Le Conseil d’État a autorisé ce mardi une Espagnole à rapatrier le sperme de son mari décédé, conservé à Paris, afin de se faire inséminer. Une décision qui fait office d’exception.

Mariana Gomez-Turri va pouvoir réaliser le rêve qu’elle avait avec son conjoint. Le Conseil d’État a autorisé le rapatriement du sperme de Nicola, son époux italien, décédé en juillet 2015 d’un cancer du système lymphatique.

Mariana Gomez-Turri avait demandé le rapatriement un mois après le décès de son mari. Mais si la procédure est autorisée en Espagne, elle est interdite en France, d’où l’opposition au transfert jusqu’alors. Et il y avait urgence comme l’explique Maître David Simhon, l'avocat de Mariana.
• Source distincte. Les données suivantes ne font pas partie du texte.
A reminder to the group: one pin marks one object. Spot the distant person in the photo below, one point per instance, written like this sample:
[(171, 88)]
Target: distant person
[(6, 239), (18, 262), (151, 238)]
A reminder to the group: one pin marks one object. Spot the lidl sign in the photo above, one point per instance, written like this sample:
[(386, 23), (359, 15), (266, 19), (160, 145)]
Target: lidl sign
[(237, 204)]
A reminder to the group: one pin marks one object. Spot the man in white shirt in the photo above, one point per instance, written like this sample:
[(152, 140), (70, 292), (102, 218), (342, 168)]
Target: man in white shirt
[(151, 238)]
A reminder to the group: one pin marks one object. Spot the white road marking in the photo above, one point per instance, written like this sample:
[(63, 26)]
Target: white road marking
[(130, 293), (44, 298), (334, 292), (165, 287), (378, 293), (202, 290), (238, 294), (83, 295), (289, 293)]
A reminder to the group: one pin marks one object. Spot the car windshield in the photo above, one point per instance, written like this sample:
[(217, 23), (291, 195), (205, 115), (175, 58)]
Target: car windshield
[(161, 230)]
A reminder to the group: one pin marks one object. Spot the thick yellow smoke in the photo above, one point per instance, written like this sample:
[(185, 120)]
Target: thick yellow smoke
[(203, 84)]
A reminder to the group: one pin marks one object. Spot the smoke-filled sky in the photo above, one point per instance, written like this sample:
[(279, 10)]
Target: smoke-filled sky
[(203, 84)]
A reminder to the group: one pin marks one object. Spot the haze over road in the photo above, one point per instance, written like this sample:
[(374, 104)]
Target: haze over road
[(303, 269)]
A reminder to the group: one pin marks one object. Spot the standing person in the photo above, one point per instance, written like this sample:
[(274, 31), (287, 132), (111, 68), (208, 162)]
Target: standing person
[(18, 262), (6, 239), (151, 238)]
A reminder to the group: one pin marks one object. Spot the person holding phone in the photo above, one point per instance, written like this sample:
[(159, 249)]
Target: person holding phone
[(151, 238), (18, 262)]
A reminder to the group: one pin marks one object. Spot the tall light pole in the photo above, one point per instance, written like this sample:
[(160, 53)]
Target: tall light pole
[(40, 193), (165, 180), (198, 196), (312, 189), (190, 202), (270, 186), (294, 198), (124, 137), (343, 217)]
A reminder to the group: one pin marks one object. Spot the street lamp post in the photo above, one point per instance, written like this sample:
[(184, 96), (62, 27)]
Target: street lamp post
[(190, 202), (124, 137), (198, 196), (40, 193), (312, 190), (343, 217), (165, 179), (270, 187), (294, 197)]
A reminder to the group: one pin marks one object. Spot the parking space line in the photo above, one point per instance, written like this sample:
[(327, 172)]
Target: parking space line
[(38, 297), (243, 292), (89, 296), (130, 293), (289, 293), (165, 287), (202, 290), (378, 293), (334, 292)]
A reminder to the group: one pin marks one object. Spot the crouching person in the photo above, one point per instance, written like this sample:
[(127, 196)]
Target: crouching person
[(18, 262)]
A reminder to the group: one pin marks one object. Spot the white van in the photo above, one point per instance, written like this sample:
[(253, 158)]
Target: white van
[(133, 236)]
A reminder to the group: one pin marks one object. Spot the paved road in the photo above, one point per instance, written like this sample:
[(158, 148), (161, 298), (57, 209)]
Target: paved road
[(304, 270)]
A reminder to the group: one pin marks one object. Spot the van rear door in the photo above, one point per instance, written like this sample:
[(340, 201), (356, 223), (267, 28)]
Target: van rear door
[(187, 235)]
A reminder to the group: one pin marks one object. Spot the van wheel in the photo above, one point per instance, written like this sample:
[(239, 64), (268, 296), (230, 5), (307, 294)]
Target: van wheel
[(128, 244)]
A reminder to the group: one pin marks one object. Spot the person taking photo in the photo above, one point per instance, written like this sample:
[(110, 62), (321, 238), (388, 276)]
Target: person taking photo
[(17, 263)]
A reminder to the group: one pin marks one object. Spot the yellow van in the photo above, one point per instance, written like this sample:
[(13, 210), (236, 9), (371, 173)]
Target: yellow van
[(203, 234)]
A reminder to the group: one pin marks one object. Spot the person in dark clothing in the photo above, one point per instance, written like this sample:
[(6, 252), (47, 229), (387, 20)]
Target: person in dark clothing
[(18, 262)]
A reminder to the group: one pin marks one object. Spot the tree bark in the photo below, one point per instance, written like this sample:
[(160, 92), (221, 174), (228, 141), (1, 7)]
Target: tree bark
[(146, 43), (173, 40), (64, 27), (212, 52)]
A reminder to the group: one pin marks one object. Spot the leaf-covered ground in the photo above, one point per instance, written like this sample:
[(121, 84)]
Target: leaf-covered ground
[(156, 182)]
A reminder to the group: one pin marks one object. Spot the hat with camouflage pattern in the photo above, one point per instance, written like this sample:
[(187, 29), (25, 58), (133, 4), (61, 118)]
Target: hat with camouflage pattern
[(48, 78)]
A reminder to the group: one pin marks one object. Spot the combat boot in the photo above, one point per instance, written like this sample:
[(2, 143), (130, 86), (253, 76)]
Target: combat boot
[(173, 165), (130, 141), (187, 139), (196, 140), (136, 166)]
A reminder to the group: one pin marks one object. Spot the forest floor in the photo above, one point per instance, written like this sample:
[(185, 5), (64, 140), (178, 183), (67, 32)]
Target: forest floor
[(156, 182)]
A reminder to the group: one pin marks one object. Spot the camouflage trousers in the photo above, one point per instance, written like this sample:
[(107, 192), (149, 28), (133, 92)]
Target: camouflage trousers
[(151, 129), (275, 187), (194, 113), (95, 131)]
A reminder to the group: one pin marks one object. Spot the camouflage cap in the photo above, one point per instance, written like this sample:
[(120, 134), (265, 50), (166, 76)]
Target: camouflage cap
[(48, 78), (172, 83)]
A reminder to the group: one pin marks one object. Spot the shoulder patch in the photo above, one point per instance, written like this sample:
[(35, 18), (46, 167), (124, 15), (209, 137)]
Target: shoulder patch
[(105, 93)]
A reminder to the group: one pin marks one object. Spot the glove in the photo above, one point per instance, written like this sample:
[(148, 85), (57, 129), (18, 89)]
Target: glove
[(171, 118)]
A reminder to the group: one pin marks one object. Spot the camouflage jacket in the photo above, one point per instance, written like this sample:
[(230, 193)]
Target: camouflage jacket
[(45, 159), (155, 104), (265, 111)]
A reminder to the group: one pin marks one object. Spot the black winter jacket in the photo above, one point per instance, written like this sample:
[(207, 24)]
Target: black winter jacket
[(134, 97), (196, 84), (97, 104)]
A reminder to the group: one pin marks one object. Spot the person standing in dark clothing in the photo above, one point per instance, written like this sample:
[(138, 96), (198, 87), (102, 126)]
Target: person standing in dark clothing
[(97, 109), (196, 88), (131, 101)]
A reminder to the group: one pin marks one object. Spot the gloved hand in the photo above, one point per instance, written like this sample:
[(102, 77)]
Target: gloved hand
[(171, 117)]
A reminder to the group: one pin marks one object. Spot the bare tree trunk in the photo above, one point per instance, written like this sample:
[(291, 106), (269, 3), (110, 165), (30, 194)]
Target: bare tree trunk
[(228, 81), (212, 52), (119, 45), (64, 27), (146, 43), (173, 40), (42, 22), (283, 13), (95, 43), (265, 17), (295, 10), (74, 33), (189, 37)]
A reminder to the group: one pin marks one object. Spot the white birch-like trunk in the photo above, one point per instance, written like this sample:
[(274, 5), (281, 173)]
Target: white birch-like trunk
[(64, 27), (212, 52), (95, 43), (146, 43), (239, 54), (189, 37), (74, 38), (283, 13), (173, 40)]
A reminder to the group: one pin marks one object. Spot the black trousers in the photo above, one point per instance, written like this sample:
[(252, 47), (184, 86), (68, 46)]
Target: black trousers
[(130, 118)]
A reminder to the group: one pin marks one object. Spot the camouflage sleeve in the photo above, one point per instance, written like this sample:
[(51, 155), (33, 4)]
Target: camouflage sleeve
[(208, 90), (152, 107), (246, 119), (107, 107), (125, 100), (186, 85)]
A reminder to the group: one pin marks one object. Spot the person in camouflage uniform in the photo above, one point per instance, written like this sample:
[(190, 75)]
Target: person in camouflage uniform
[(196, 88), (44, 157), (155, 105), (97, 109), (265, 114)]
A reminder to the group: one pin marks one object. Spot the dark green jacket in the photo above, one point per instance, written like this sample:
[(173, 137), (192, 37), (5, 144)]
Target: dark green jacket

C’est particulièrement urgent parce que la loi espagnole prévoit qu’une insémination post-mortem, notamment pour que le lien de filiation soit reconnu avec le père, doit être effectué dans un délai d’un an à compter du décès du futur père.

Un cas particulier

Cette décision du Conseil d’État ne devrait pas avoir de conséquences sur la loi française. Dans un communiqué, la juridiction précise que l’interdiction en France n’est pas contraire à la Convention européenne des droits de l’homme. En revanche, appliquer la loi française à cette femme "entraînerait des conséquences manifestement disproportionnées", toujours selon ce communiqué.